RESULTS OF OPERATIONS

     The following information should be read in conjunction with the Condensed
Consolidated (Combined) Financial Statements and the notes thereto included
herein.


                                       11
<PAGE>

     The condensed consolidated financial statements reflect the Company's
results of operations from the effective date of the L-3 Acquisition, April 1,
1997, and also include the results of operations of Ocean Systems, ILEX and STS
(collectively, the "1998 Acquisitions") from the effective dates of such
acquisitions, which were March 31, 1998 for Ocean Systems, and February 1, 1998
for ILEX and STS. The results of operations presented below exclude the results
of operations of the 1998 Acquisitions for periods prior to their effective
dates.

     The condensed consolidated (combined) financial statements also reflect
the results of operations of the Predecessor Company for the three months ended
March 31, 1997. Operating income of the Company and the Predecessor Company are
not directly comparable between the six month periods ended June 30, 1998 and
1997, because of the effects of valuation of assets and liabilities recorded in
accordance with Accounting Principles Board Opinion No. 16 ("APB 16") by the
Company in the purchase accounting for the L-3 Acquisition. Interest expense
and income taxes expense for the periods are also not comparable and their
impact on the Company is discussed below.

     The results of operations of the Predecessor Company for the three months
ended March 31, 1997 include certain costs and expenses allocated by Lockheed
Martin for corporate office expenses based primarily on the allocation
methodology prescribed by government regulations pertaining to government
contractors.
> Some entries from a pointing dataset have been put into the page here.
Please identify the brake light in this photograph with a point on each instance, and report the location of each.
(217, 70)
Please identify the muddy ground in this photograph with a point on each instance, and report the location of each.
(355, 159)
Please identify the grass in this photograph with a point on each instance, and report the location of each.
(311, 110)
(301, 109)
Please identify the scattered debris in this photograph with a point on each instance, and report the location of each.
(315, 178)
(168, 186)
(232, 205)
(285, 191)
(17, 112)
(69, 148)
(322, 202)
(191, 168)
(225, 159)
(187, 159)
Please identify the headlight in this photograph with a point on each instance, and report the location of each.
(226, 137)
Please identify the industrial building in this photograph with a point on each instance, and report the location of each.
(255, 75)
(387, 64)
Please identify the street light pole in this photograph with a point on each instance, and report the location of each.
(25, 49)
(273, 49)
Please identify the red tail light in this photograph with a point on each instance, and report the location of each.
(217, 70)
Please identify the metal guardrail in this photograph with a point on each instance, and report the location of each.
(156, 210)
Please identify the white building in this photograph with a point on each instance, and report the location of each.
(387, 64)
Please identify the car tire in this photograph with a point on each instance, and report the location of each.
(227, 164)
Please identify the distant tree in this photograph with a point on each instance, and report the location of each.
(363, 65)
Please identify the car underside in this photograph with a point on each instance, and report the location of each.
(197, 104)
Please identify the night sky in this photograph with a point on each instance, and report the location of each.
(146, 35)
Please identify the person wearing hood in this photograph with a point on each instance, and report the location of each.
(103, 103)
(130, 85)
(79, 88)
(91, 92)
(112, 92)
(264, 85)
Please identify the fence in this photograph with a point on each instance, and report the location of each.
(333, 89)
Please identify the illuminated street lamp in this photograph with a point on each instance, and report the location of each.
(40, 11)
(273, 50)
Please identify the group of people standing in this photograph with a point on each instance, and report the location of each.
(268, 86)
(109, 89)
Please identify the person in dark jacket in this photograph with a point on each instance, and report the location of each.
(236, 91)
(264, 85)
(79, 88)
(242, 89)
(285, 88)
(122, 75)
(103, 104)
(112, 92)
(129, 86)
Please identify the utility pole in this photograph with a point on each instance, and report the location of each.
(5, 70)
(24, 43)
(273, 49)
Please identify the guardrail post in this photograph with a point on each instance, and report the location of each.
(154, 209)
Interest expense was allocated based on Lockheed Martin's actual
weighted average consolidated interest rate applied to the portion of the
beginning of the year invested equity deemed to be financed by consolidated
debt based on Lockheed Martin's debt to equity ratio on such date. The
provision (benefit) for income taxes was allocated to the Predecessor Company
as if they were separate taxpayers, calculated by applying statutory rates to
reported pre-tax income after considering items that do not enter into the
determination of taxable income and tax credits related to the Predecessor
Company. Also pension and post employment benefit costs were allocated based on
employee headcount. Accordingly, the results of operations of the Predecessor
Company discussed herein may not be the same as would have occurred had the
Predecessor Company been an independent entity.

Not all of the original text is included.